Add a first version of the developer guide

Johan Tibell · Johan Tibell · commit ceedf81445c8 · 2017-06-16T13:42:32.000+10:00
diff --git a/docs/developer-guide.md b/docs/developer-guide.md
@@ -0,0 +1,65 @@
+# Developer Guide
+
+This guide is meant as an entry point for developer. It both gives the
+philisophy behind the design of this package and some concrete details, such as
+invariants.
+
+## Why does this package exist?
+
+This package exists to offer a different performance/functionality
+trade-of vis-a-vis ordered container packages
+(e.g. [containers](http://hackage.haskell.org/package/containers)).

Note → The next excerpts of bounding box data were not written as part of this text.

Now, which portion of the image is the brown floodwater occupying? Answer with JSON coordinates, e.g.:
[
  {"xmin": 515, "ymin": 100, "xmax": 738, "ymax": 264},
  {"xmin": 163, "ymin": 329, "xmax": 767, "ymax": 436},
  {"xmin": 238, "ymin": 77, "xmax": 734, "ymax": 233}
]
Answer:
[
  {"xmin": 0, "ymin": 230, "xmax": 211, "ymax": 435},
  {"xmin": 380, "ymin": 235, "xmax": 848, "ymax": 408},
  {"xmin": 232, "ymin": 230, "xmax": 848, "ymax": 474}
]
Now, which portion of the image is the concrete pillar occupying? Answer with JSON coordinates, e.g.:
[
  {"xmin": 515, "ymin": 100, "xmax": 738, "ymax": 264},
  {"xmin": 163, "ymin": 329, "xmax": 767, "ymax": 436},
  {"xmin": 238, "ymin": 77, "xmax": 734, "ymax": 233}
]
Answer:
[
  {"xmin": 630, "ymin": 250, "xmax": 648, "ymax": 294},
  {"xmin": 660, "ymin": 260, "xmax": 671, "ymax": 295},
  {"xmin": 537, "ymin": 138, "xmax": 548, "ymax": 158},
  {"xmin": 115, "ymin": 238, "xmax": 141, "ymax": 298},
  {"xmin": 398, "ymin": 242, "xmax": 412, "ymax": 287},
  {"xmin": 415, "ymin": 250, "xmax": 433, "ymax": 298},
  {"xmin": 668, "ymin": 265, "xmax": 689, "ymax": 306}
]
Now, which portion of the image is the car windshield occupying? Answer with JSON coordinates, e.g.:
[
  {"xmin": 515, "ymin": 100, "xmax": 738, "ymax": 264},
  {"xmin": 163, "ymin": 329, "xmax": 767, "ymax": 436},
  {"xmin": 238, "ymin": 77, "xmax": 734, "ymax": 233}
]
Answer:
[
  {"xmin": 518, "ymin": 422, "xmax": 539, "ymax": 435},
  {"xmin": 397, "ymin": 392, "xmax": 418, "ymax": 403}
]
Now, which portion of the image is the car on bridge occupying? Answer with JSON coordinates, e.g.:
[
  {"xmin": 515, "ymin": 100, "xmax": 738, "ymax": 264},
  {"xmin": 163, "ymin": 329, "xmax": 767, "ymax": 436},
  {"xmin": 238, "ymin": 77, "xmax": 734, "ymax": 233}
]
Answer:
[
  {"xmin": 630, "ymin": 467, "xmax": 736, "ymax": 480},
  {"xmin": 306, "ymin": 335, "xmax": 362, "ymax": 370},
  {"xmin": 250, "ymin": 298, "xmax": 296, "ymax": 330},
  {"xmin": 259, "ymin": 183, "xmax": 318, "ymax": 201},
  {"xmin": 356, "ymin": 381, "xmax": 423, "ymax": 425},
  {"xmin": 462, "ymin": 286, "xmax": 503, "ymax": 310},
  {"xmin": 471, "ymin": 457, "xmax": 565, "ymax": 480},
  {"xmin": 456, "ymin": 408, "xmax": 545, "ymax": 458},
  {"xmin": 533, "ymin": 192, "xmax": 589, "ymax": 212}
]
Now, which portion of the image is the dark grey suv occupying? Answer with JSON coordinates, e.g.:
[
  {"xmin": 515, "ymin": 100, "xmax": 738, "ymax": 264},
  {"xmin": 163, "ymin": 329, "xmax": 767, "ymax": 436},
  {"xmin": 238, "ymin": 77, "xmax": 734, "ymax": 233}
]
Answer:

Hashing-based
+data structures tend to be faster than comparison-based ones, at the cost of not
+providing operations the rely on the data being ordered.
+
+This means that this package must be faster than ordered containers, or there
+would be no reason for it to exist, given that its functionality is a strict
+subset of ordered containers. This might seem obvious, but the author has
+rejected several proposals in the past (e.g. to switch to higher quality but
+slower hash functions) that would have made unordered-containers too slow to
+motivate its existance.
+
+## A note on hash functions
+
+While the [hashable](http://hackage.haskell.org/package/containers) package is a
+separate package, it was co-designed with this package. Its main role is to
+support this package and not to provide good general purpose hash functions
+(e.g. to use when fingerprinting a text file).
+
+The hash functions used (by default) were picked to make data structures
+fast. The actual functions used oftens surprise developers who have learned
+about hashing during their studies but haven't looked at which functions are
+actually used in practice.
+
+For example, integers are hashed to themselves. This might seemed contrary to
+what you might have learned about hashing (e.g. that you need avalanche
+behavior; changing one bit of input changes half of the bits in the output). It
+turns out that this isn't what typically is done in practice (take a little tour
+of the various programming languages standard libraries to see this for
+yourself). Hashing integers to themselves is both faster (i.e. free) and the
+improved locality can be helpful given common input patterns.
+
+Another interesting example of hashing is string hashing, where
+[FNV](https://en.wikipedia.org/wiki/Fowler%E2%80%93Noll%E2%80%93Vo_hash_function)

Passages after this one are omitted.